Resolve nsdata that contain illegal UTF-8 encoding

Source: Internet
Author: User
Tags 0xc0

We often meet in the development of the NSData conversion to nsstring, or through nsjsonserialization parsing JSON scene, once NSData contains illegal UTF-8 encoding, then the result will be returned nil, but the result is not in line with our expectations, Because this is probably just a coding error, we would prefer to discard or replace the error code with an error character.
On Google to find a lap, some people have achieved such a method, but the individual feel that the writing is not rigorous, fault tolerance is not very good, simply write a bar, in strict accordance with RFC3629 standards.

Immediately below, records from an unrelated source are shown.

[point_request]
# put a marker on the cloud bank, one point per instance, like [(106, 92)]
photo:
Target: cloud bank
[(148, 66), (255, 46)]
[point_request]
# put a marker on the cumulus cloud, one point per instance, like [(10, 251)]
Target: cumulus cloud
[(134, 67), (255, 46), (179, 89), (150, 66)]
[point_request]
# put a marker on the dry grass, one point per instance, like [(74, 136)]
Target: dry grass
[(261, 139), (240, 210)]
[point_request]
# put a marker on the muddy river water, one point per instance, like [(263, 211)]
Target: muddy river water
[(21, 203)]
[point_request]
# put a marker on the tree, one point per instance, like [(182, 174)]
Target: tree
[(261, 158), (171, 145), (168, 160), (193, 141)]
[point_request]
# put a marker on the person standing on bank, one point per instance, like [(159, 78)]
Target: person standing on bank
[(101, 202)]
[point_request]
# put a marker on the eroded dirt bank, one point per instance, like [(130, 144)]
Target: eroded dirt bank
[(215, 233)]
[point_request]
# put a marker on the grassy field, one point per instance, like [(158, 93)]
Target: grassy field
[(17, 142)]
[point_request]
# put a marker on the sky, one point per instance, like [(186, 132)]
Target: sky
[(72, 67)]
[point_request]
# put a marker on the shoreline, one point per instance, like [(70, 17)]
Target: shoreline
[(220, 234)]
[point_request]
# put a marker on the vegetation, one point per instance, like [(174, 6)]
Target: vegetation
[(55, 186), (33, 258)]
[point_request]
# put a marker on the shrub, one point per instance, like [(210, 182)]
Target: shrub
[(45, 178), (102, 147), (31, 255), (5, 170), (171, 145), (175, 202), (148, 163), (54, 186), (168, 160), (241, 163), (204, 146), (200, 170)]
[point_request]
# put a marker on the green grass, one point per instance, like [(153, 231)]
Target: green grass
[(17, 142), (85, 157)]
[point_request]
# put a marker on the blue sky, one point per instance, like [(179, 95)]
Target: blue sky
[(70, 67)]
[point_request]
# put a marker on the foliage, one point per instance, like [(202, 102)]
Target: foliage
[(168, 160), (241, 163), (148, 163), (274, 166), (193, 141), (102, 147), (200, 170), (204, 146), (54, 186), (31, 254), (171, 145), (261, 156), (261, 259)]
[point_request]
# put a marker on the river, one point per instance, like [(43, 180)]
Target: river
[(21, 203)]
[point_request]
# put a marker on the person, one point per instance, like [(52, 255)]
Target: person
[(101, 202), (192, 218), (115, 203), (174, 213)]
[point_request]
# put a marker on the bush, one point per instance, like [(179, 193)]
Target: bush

UTF-8 is a variable length encoding, for different lengths of bytes have a fixed format, in the RFC3629 specification can only be up to four bytes, and the range has requirements, more relevant introduction please jump Wikipedia UTF-8 entry (jump address):

1
2
3
4
0xxxxxxx
10xxxxxx
10xxxxxx
10xxxxxx

According to this rule write a nsdata extension method, see the code:

1
2
3
4
5
6
7
8
9
10
11
12
13
14
15
16
17
18
19
20
21st
22
23
24
25
26
27
28
29
30
31
32
33
34
35
36
37
38
39
40
41
42
43
44
45
46
47
48
49
50
51
52
53
54
55
56
57
58
59
60
61
62
63
64
65
66
67
68
69
70
71
72
73
74
75
76
77
78
79
@implementationNSData (UTF8)

- (NSData *) Utf8data
{
Save Results
Nsmutabledata *resdata = [[Nsmutabledata alloc] Initwithcapacity:Self. length];

Invalid code substitution symbol (common?-?)
NSData *replacement = [@ "?" datausingencoding:nsutf8stringencoding];

uint64_t index =0;
Const uint8_t *bytes =Self. bytes;

while (Index <Self. length)
{
uint8_t len =0;
uint8_t header = Bytes[index];

Single byte
if ((header&0x80) = =0)
{
Len =1;
}
2 bytes (and cannot be c0,c1)
Elseif ((header&0xE0) = =0XC0)
{
if (header! =0xC0 && Header! =0XC1)
{
Len =2;
}
}
3 bytes
Elseif ((header&0xF0) = =0XE0)
{
Len =3;
}
4 bytes (and cannot be f5,f6,f7)
Elseif ((header&0xF8) = =0XF0)
{
if (header! =0xf5 && Header! =0xf6 && Header! =0XF7)
{
Len =4;
}
}

Not recognized
if (len = =0)
{
[Resdata appenddata:replacement];
index++;
Continue
}

Detects valid data length (how many bytes are in the back of 10xxxxxx)
uint8_t Validlen =1;
while (Validlen < Len && Index+validlen <Self. length)
{
if ((Bytes[index+validlen) &0XC0)! =0x80
Break
validlen++;

//valid bytes equals the number of bytes required by the encoding to represent legal , otherwise illegal
if (validlen = len)
{
[Resdata Appendbytes:bytes+index Length:len];
else
[Resdata Appenddata:replacement];
//move subscript
index + = Validlen;
return resdata;
@end

link on GitHub address: https://github.com/tanhaogg/THCategory

Resolve nsdata that contain illegal UTF-8 encoding

Contact Us

The content source of this page is from Internet, which doesn't represent Alibaba Cloud's opinion; products and services mentioned on that page don't have any relationship with Alibaba Cloud. If the content of the page makes you feel confusing, please write us an email, we will handle the problem within 5 days after receiving your email.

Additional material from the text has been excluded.